Eric Zemmour legt einen tabulosen, extremen, absolut komplex­freien Rechts­radikalismus an den Tag. Der Publizist Bernard-Henri Lévy schrieb vor ein paar Tagen in der «Süddeutschen»: «Da zieht eine politische Katastrophe herauf.» Es ist ihm recht zu geben. Eric Zemmour, nie um Kraft­rhetorik verlegen, hat seinerseits Bernard-Henri Lévy des «Hochverrats» bezichtigt. Die Forderung, ihn stand­rechtlich erschiessen zu lassen, bleibt vorderhand noch implizit.
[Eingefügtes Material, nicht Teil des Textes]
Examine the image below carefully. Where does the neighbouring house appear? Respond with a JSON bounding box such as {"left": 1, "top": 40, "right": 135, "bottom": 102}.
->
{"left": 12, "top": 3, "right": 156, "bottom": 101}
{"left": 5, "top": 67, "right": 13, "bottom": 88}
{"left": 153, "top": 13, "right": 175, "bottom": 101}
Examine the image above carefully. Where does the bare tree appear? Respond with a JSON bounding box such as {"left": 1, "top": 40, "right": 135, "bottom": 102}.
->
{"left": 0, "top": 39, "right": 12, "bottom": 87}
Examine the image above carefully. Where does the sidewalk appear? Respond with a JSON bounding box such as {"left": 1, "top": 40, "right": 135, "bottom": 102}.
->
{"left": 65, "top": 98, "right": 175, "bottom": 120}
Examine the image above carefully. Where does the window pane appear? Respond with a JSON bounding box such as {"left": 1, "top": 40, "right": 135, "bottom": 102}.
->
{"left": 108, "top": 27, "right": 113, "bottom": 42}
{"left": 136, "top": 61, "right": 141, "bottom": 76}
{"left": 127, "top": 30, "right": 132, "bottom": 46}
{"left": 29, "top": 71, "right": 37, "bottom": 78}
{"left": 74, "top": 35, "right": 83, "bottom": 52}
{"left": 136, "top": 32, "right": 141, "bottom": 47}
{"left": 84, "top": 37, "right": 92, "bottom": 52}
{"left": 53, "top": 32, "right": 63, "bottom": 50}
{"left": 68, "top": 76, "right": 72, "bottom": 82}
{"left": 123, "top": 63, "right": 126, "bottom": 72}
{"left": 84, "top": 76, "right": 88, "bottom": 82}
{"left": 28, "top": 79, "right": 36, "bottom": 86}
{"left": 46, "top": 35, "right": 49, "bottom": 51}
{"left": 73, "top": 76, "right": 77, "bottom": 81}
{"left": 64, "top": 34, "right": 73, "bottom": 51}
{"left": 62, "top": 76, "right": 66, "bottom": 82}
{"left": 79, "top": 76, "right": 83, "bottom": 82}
Es war immer klar, dass die kommenden französischen Präsidentschafts­wahlen zum Test werden würden für die Gesundheit der Demokratie in Europa. Es war immer klar, dass in Frankreich das Absturz­potenzial ungleich grösser ist als in Deutschland und dass der dezidierte Proeuropäer und zentristische Reformer Macron von Marine Le Pen in Bedrängnis gebracht werden dürfte. Aber niemand hat damit gerechnet, dass Marine Le Pen von einem Kandidaten, der weit rechts von ihr steht, überflügelt werden könnte. Genau das aber geschieht jetzt.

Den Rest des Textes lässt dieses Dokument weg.